Right behind him, she shoved him out of the way, backpack and all.
He stumbled forward and the incoming thread wrapped around Lefiya’s arm instead.
It had her. With an almost audible yank, she was snatched away from the group.
“Lefiya!” Tione screamed as the massive thread of the deformis spider dragged her toward its hole.
Lefiya’s face distorted in panic as the giant spider monster reeled her in, its jaws open wide—only to burst into flames.
One of the many explosions causing the floor to swell had erupted beneath it, disintegrating the spider in the blast.
“”
Lefiya was left s
uspended in the air.
Then she plunged toward the gaping hole in the floor below as waves of smoldering heat assaulted her body. After a moment of weightlessness, she fell headfirst, as if the thread from the blazing spider was pulling her into the mouth of that endless abyss.
It was then that she saw it.
Deep. It was so deep. Too deep.
The hole created by that giant fireball had punched through floor after floor after floor, creating one long vertical descent into oblivion.
And as she fell, she saw the bottom—from which red dragons gazed up at her, smoke hissing from between their countless fangs.
Her azure eyes trembled. Her body began to shake. A very real, guttural terror overtook her entire sense of being.
It was true.

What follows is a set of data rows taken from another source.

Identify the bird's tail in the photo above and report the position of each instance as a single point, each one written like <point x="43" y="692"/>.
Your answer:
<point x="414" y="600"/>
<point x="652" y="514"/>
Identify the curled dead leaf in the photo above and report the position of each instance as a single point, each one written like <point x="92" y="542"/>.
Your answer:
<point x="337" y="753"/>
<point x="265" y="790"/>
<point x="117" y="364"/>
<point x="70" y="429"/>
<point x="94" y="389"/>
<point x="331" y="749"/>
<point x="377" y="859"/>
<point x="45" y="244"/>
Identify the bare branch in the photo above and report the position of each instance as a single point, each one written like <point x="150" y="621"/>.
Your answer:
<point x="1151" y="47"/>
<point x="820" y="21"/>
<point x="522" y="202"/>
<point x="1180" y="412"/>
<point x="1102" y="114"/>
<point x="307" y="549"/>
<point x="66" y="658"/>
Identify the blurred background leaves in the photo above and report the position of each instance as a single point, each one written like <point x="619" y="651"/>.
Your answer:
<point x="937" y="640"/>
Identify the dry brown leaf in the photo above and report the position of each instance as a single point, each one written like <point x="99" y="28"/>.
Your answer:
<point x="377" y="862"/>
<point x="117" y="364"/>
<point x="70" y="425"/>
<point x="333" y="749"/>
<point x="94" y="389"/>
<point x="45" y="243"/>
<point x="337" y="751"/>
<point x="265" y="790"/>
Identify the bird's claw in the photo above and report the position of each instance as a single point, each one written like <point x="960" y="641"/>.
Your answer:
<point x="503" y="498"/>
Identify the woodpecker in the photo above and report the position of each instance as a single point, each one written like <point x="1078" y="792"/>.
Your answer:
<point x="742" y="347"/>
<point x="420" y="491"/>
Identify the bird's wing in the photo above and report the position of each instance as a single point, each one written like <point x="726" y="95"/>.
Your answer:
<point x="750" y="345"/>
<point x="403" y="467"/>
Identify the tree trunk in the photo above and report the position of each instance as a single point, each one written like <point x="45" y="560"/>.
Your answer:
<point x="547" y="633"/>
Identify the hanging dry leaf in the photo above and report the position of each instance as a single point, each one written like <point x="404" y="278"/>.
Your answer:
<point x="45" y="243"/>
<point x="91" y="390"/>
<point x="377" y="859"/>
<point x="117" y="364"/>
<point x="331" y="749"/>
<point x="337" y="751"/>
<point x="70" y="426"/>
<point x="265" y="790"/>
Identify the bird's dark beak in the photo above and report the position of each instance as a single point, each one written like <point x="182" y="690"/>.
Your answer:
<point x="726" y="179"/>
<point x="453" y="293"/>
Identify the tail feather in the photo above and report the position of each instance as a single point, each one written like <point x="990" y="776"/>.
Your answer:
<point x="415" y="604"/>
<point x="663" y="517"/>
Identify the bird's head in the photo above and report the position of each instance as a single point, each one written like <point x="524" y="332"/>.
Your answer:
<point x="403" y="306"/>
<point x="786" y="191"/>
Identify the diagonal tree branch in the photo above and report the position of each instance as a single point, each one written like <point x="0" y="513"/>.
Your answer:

All of it.
The volley of explosions assaulting the party again and again and again—were coming from far below them.
They were being targeted by enemies some hundreds of meders beneath their feet.
They…really…
The ominous roars had been a harbinger of the dragon artillery to come.
The enormous flares, capable of blasting through countless layers of thick rock, had been picking off the expedition.
Monsters even more powerful than those inhabiting their current depth were attacking them.
Monsters that ignored the ability levels required to reach each floor.
That ignored the very floors themselves.
Urrghh…
As the dragons eyed her from far, far below, the voice of her companion floated through her mind.
—“Everything you thought you knew about the Dungeon is rendered completely moot.”
—“Descending into the fifty-second floor is like descending into hell itself.”
Lefiya finally understood what Riveria and Raul had been talking about.
Compared to the Irregulars of the upper levels, this one was in a class all its own. An unbelievable phenomenon.
It was of a different scope.
A different scale.
An entirely different level of peril.
Was this even the Dungeon anymore?
It wasn’t possible!
This was beyond ridiculous—it was insane!